In spite of the accounting hurdles the fiscal records of the Canal are kept as if it were one gigantic public utility. All commercial tolls, which are the major source of revenue, are covered directly into the Treasury but, in the Canal's books, these tolls are treated as gross revenues. Annual appropriations from the Congress, which are really income to the Governor of the Canal, are, after adjustment for other income, treated as net operating expenses in the Canal's books, Then, to carry the parallel of the public utility to its ultimate end, a fictitious interest item of more than $15,000,000 per annum is charged against net income. This interest charge, which is 3 percent of the capitalized cost of the Canal during the construction period and of the subsequent capital additions, is by far the major cost item charged against commercial tolls.

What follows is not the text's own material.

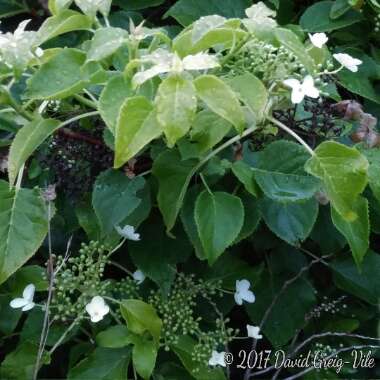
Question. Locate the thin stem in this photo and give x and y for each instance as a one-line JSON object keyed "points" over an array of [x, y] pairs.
{"points": [[18, 108], [334, 354], [19, 177], [286, 284], [78, 117], [64, 335], [85, 101], [117, 265], [205, 183], [45, 327], [291, 133]]}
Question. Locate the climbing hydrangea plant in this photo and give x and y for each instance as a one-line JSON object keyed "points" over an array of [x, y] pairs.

One barrier to a clear understanding of the Canal's books is that only the barest of accounting abstractions are available in the annual reports of the Governor. For reasons of national security and administrative propriety, the Army has frowned upon attempts of private citizens to scrutinize the primary records. But such is not the real problem. The real problem lies in the Governor's attempt to treat the Canal as a private investment. In no real sense is the Canal a private enterprise and any attempt to force its finances into the accounting patterns of private enterprise can only befog the major issues.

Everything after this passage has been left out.